Shell Petroleum Development Co. (SPDC) has suspended its plans to restructure its joint venture in Nigeria following a request from Nigeria National Petroleum Corp. (NNPC) to resolve its oil production problems and improve efficiency. The development leaves in limbo the jobs of 5,000 employees, most of whom are Nigerians.

Shell had announced last November plans to reduce costs by cutting jobs and to boost efficiency and productivity in its JV, which it operates and shares with NNPC, Total, and Agip, as militants and vandals’ attacks on its oil and gas facilities in western Nigeria have shut down 470,000 b/d of oil capacity for the past 2 years. Shell estimated that slimming down the organization will save $200 million/year.

A Shell spokesman told OGJ it could not say for how long it would suspend its restructuring, adding that it was continuing talks with NNPC about the problems in western Nigeria. “NNPC has asked for more information about our plans. We don’t know how many jobs will be affected by the restructuring as we haven’t finished working out the details.
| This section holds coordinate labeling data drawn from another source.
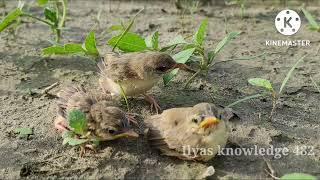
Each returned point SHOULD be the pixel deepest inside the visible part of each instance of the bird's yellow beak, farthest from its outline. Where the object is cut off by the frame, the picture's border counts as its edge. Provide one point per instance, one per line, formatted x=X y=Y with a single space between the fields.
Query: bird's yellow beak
x=184 y=67
x=208 y=122
x=129 y=133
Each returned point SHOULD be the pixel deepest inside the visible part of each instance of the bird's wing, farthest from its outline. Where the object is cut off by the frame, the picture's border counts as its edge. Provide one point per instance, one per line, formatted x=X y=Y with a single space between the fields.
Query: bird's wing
x=168 y=133
x=120 y=68
x=73 y=98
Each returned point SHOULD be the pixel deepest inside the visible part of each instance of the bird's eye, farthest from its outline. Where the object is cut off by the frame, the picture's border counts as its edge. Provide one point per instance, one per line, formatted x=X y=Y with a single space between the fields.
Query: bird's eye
x=194 y=120
x=162 y=68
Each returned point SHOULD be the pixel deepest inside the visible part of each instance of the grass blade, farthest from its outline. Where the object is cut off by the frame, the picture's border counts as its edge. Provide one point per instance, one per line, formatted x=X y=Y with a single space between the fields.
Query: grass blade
x=312 y=22
x=284 y=82
x=126 y=30
x=245 y=99
x=13 y=15
x=315 y=84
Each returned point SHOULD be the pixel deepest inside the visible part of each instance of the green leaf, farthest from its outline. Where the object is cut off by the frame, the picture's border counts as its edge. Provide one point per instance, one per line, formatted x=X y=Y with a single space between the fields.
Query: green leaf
x=51 y=15
x=298 y=176
x=130 y=42
x=152 y=41
x=13 y=15
x=284 y=82
x=200 y=33
x=54 y=50
x=24 y=131
x=42 y=2
x=73 y=48
x=313 y=25
x=90 y=44
x=176 y=41
x=77 y=121
x=225 y=41
x=261 y=83
x=181 y=57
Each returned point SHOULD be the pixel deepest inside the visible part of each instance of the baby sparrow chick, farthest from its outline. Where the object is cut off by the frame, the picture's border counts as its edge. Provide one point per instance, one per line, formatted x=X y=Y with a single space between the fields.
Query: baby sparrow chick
x=106 y=120
x=190 y=133
x=136 y=73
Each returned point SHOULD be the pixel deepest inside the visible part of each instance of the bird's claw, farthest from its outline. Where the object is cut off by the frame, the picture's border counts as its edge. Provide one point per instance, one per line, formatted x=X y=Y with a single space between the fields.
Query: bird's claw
x=87 y=146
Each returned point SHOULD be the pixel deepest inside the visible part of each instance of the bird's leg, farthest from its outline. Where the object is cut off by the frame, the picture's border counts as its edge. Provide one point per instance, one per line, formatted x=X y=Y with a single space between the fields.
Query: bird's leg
x=83 y=148
x=153 y=103
x=131 y=118
x=60 y=124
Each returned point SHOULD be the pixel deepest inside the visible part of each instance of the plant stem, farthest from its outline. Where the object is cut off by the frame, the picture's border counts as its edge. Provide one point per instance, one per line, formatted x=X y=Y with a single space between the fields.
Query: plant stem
x=192 y=77
x=38 y=19
x=64 y=13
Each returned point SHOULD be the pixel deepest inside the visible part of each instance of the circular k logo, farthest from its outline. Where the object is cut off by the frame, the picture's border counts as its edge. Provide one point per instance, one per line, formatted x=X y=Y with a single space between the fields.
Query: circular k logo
x=287 y=22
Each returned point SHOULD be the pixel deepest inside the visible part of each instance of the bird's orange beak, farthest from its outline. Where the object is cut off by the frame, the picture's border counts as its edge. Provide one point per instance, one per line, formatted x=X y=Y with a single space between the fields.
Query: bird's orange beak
x=184 y=67
x=208 y=122
x=128 y=133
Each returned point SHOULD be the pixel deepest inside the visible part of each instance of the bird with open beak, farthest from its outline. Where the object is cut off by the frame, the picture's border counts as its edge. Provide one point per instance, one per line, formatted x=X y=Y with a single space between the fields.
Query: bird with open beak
x=190 y=133
x=136 y=73
x=106 y=121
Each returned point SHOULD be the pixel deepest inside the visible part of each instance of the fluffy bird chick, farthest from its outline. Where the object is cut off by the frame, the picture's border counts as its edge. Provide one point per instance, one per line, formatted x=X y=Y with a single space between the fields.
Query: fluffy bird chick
x=190 y=133
x=136 y=73
x=105 y=119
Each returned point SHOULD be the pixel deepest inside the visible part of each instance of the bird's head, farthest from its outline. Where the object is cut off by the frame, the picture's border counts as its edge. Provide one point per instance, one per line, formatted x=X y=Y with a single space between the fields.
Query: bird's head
x=162 y=63
x=204 y=123
x=110 y=123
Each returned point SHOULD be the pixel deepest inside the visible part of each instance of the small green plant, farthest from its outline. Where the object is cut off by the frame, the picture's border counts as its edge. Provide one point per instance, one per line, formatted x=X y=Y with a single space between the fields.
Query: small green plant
x=54 y=16
x=128 y=41
x=78 y=133
x=313 y=25
x=196 y=48
x=88 y=47
x=269 y=88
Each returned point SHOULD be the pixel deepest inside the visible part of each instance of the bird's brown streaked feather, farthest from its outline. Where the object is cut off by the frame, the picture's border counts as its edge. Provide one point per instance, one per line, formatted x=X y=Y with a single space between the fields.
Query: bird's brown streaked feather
x=124 y=67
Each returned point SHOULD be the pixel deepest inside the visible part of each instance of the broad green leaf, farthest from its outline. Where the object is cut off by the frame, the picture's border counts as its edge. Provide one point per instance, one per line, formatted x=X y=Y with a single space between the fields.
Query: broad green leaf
x=261 y=83
x=90 y=44
x=152 y=41
x=74 y=141
x=176 y=41
x=51 y=15
x=130 y=42
x=298 y=176
x=181 y=57
x=73 y=48
x=53 y=50
x=284 y=82
x=200 y=33
x=24 y=131
x=13 y=15
x=77 y=121
x=42 y=2
x=312 y=22
x=225 y=41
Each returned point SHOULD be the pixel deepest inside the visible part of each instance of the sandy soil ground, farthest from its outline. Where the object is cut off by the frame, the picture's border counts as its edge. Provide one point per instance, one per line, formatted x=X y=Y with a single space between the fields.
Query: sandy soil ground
x=295 y=123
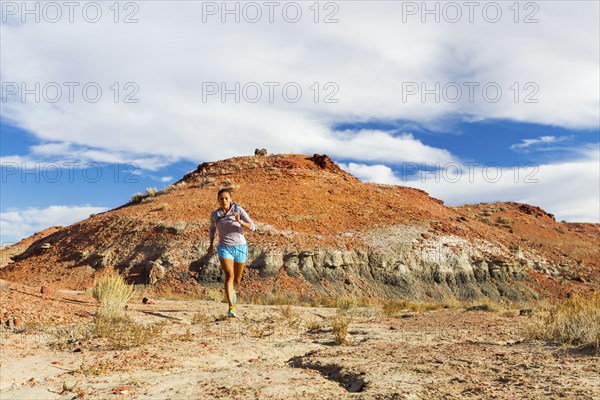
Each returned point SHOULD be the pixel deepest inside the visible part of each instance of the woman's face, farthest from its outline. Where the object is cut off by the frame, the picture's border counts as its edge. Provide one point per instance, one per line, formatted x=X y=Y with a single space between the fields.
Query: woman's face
x=225 y=200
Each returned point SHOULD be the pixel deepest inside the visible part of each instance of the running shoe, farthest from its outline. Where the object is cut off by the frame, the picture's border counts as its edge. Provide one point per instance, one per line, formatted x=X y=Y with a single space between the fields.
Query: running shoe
x=231 y=313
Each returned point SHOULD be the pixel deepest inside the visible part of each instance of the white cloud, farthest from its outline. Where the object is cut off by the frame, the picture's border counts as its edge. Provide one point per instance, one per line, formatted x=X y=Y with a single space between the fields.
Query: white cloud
x=18 y=223
x=371 y=55
x=569 y=190
x=526 y=143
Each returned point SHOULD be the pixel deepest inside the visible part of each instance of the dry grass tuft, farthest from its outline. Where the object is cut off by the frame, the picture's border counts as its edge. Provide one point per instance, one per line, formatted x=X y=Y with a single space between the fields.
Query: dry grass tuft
x=112 y=294
x=346 y=303
x=199 y=318
x=575 y=321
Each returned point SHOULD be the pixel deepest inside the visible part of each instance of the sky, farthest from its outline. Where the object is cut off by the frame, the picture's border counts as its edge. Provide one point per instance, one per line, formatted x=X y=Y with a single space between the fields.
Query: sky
x=471 y=102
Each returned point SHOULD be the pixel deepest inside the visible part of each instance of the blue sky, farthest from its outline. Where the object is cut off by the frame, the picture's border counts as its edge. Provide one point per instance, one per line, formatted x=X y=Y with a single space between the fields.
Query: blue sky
x=177 y=87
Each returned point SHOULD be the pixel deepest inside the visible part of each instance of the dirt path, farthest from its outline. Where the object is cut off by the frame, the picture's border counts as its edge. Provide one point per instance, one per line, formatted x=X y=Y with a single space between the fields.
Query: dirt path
x=443 y=354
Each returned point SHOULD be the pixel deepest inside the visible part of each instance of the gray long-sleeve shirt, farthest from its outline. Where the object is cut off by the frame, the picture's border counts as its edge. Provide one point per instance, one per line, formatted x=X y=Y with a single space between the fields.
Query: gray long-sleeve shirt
x=230 y=231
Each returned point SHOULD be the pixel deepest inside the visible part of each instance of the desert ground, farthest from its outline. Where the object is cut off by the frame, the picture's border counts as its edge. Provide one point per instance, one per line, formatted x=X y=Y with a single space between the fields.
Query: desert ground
x=281 y=352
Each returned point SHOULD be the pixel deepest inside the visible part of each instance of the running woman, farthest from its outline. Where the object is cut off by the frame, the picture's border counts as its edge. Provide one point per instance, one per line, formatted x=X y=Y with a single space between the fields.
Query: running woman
x=229 y=220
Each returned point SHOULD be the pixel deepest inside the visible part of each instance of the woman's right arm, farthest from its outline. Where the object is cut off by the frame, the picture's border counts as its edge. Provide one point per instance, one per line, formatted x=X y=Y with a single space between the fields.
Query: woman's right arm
x=212 y=231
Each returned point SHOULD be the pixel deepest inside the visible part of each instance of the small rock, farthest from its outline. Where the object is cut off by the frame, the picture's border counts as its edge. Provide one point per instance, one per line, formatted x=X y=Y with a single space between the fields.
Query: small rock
x=47 y=291
x=123 y=389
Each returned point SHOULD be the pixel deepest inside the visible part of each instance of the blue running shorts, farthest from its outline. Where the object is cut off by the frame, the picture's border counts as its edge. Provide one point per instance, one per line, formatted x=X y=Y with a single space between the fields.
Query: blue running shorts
x=238 y=252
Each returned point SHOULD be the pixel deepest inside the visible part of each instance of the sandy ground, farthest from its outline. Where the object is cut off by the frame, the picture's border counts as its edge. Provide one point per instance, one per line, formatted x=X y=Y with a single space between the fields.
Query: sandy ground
x=442 y=354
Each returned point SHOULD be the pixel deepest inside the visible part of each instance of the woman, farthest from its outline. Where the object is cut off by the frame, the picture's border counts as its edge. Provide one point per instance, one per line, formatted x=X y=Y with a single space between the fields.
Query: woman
x=229 y=220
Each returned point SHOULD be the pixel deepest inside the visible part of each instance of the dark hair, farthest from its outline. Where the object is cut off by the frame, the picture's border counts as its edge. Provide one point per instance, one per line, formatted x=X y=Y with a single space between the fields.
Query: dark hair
x=225 y=190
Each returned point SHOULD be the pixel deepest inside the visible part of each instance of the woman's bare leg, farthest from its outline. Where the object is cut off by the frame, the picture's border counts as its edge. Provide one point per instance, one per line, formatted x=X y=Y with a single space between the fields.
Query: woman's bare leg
x=238 y=271
x=227 y=267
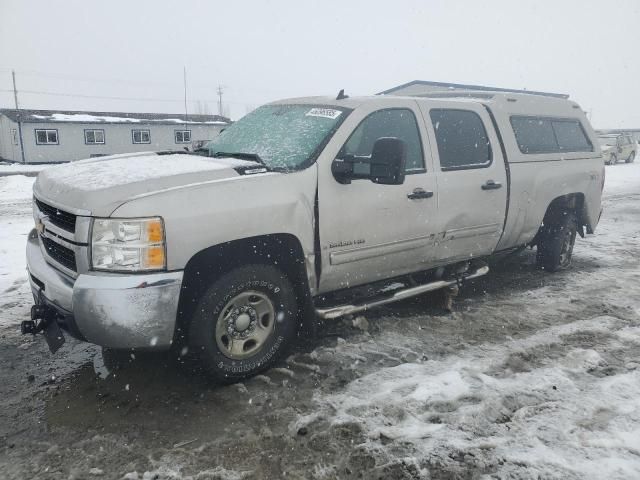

Figures in the press that it would be 3,000 are pure speculation.”

NNPC head Abubakar Yar’Adua told a parliamentary hearing Feb. 18 that, although it appreciates the production challenges Shell is facing, NNPC had not been consulted before Shell began the exercise. According to Nigerian reports, the federal government plans to bail out Shell and other such companies through a special financial package that would be arranged shortly.

Shell, one of the major operators in Nigeria, has had to struggle to implement its projects in Nigeria because of insecurity in the Niger Delta and because NNPC has failed to contribute its share of funds to the JV. Rising production costs also have exacerbated the problems.

Mutiu Sumonu, Shell’s managing director, told the parliamentary committee that the restructuring was crucial to Shell JV’s survival and would create a synergy between SPDC and Shell Nigeria Exploration & Production Co.

He was quoted in reports as saying: “We used to produce 1 million b/d but due to the Niger Delta crisis, we are struggling to meet up with half of that. There is no access to our production in the west, and we have maintained our staff strength up until this moment. We took a look at our future development plan covering 2008-12 and discovered that business is already half of what it ought to be. The whole business output requires that we take some action in the interest of the business.”